Support for full NATO membership among Georgians is very high and has climbed since 2014, when Russia annexed Crimea. Georgia has a small military – about 37,000 personnel – and knows it could not last long against a Russian onslaught.
“There is no guarantee of [Georgia’s] safety without NATO membership,” said Levan Ioseliani, the vice-speaker of the Georgian parliament and a member of the Citizens Party, in an interview. “We are all united with NATO in parliament. There are no pro-Russian parties here.”
The joint military exercises began March 14 and are to end Friday. They are led by the Georgian Defence Forces and involve about 600 personnel. More than half of them are from Georgia, with the rest from 19 NATO member countries (Canada is not among them) and four “allied” member states, including Sweden and Moldova.
NATO said the exercises involve “crisis management scenarios” such as cyberattacks and will, for the first time, involve maritime and special operations elements.
The exercises in Georgia are conducted once every three years; the current ones were planned well before Russian President Vladimir Putin ordered the invasion of Ukraine on Feb. 24. Still, the war there means this year’s exercises carry heightened symbolic significance.
Alander Vinnikov of the Netherlands, the head of the NATO liaison office in Tbilisi, said “Georgia is a valued partner of NATO and has contributed for many years to NATO-led missions … Georgia has clearly stated that integration into NATO is a top foreign policy objective.”
Many Georgians fear a Russian invasion if Moscow’s campaign to conquer Ukraine succeeds. Russia invaded Georgia in 2008 and took control of two regions – South Ossetia, in the north-central part of the country, and Abkhazia, in the far northwest, along the Black Sea. Russia established military bases in both regions, which Georgia considers illegally occupied territories.
Since then, the relationship between Russia and Georgia has been exceedingly tense, especially since Georgia has been openly courting full NATO membership in order to qualify for the North Atlantic Treaty’s Article 5, which deems an attack on any NATO member an attack on all members.
Georgia’s NATO aspirations are so serious that they are written into the constitution. The country also wants to become a member of the European Union, even though it does not share a border with any EU country.
Mr. Putin has made it well known that he strongly opposes NATO’s eastward expansion. In April, 2008, he was invited to the NATO summit in Bucharest, where he alarmed the delegates with his condemnation of the military alliance’s long-term plans to extend membership to Ukraine and Georgia. “No Russian leader could stand idly by in the face of steps toward NATO membership for Ukraine,” he said. “That would be a hostile act towards Russia.”
Four months later, Russia invaded Georgia and seized South Ossetia and Abkhazia.
Georgia’s status as an “enhanced opportunity partner” of NATO was recently renewed for another three years. That status has been given to six non-NATO countries – Georgia, Ukraine, Sweden, Finland, Jordan and Australia – with which NATO is comfortable holding military exercises.

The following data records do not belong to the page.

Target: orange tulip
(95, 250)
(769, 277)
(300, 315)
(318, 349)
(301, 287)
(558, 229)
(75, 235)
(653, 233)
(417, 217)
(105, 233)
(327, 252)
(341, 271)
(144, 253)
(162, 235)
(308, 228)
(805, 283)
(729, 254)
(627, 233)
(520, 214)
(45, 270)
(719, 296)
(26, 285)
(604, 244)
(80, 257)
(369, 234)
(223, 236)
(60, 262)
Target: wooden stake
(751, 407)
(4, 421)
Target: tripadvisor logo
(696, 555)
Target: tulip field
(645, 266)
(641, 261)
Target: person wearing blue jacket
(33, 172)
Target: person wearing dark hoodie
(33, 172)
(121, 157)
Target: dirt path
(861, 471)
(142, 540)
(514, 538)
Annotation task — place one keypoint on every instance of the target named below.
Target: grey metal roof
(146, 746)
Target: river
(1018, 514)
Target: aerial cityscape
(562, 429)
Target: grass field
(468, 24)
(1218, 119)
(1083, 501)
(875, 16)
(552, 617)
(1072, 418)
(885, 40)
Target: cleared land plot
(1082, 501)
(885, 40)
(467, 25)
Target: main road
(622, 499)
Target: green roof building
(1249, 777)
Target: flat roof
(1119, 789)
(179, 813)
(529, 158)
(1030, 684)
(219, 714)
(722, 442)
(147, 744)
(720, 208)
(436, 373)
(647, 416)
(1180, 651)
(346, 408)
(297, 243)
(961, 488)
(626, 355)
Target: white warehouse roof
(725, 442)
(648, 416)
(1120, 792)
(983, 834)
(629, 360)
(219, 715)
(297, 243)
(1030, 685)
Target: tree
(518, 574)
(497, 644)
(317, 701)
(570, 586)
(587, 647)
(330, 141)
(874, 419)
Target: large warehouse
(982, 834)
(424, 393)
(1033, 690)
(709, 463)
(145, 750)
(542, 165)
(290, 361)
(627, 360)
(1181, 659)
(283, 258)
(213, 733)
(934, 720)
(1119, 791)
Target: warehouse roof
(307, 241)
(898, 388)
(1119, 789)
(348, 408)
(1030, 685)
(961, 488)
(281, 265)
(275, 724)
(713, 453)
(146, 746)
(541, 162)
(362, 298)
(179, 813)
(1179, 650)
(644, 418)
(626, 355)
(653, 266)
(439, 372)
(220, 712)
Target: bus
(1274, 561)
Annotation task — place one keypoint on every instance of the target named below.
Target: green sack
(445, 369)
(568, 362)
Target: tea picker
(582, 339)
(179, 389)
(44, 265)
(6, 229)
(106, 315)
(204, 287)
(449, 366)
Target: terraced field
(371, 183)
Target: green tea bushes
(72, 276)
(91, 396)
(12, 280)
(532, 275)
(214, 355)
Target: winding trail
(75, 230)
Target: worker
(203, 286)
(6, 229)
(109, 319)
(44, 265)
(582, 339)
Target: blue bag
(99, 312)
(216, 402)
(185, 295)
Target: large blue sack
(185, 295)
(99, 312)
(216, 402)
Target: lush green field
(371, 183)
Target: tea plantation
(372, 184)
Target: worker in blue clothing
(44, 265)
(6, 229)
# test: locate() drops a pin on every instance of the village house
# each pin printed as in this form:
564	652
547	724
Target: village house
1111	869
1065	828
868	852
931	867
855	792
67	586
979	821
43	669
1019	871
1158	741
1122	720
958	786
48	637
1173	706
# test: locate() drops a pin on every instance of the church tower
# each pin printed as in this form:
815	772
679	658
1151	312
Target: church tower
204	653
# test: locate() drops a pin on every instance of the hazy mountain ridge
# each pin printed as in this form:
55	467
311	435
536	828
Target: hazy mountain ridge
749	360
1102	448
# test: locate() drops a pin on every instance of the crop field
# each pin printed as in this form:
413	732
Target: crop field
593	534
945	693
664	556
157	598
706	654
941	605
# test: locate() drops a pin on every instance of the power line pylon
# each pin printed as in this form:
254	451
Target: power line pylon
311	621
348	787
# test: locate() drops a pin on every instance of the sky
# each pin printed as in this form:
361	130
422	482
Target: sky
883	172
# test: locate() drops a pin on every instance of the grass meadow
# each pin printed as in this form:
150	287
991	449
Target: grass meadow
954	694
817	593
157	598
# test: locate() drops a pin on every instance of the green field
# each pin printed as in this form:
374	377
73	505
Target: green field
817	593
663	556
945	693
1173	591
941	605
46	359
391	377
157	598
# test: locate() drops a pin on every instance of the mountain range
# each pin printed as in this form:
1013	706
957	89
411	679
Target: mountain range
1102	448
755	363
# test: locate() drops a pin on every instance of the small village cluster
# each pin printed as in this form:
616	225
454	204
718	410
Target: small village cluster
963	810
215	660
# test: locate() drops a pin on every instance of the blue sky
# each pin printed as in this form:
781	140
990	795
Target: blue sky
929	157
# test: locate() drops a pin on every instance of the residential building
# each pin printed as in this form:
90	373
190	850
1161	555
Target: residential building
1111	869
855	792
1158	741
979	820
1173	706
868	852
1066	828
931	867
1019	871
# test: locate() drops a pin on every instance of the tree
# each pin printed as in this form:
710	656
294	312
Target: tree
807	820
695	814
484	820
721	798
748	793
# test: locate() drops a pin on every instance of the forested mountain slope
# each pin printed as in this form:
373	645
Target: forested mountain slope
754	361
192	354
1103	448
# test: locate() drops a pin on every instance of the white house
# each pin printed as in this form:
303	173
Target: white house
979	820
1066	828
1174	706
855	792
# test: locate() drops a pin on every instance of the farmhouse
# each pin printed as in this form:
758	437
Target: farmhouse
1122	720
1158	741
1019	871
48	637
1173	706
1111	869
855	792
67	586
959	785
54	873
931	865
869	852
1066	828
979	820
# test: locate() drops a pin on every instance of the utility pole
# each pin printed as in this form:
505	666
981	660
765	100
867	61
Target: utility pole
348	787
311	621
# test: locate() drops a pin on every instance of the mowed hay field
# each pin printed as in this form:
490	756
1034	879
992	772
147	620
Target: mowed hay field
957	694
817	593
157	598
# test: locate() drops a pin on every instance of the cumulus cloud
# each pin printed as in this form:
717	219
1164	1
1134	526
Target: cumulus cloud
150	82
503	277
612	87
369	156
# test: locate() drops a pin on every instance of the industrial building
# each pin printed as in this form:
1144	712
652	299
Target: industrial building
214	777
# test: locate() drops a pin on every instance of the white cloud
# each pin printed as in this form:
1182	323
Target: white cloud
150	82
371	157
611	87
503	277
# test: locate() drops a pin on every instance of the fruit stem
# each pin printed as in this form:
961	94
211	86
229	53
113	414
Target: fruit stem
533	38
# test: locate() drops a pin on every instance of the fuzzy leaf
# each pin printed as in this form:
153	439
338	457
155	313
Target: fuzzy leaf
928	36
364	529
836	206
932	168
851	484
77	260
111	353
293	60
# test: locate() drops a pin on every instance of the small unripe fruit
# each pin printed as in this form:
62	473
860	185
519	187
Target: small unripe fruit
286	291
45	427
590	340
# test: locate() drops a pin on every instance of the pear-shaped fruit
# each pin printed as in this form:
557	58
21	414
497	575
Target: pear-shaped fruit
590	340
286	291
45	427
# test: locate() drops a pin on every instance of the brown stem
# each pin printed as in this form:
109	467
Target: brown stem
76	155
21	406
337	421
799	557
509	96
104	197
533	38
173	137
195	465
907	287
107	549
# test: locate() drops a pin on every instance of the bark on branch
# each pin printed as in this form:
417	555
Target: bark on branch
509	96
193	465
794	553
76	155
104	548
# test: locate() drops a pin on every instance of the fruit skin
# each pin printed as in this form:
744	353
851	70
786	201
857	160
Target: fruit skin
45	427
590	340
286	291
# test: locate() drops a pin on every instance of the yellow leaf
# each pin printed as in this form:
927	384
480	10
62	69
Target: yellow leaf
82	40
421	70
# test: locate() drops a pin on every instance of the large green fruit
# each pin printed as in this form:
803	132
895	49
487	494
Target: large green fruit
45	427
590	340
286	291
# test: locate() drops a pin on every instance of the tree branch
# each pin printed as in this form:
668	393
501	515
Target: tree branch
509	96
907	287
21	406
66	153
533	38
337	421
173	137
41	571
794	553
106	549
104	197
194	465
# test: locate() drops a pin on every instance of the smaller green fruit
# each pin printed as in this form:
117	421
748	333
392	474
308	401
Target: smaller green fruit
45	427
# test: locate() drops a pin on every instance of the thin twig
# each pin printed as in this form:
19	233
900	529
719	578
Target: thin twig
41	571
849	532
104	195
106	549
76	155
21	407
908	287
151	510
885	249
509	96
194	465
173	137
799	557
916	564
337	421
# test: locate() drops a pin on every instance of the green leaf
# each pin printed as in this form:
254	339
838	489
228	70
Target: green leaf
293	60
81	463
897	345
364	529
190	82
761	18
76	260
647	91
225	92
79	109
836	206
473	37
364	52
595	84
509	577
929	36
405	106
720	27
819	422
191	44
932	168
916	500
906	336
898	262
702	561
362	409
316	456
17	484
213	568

NATO’s leadership cannot choose to accept Georgia into its club. All 30 member countries must agree to admit a new member. “We cannot put any time frame on membership,” Mr. Vinnikov said.
NATO will not say whether Georgia’s fear of another Russian invasion will speed up its membership bid, though both sides seem to be moving closer every year. “NATO supports very openly Georgian sovereignty and independence,” said Javier Colomina, NATO’s deputy assistant secretary for political affairs. “The military exercises in Georgia could have been cancelled by either side. But they have not been cancelled. This is a message of support for Georgia.”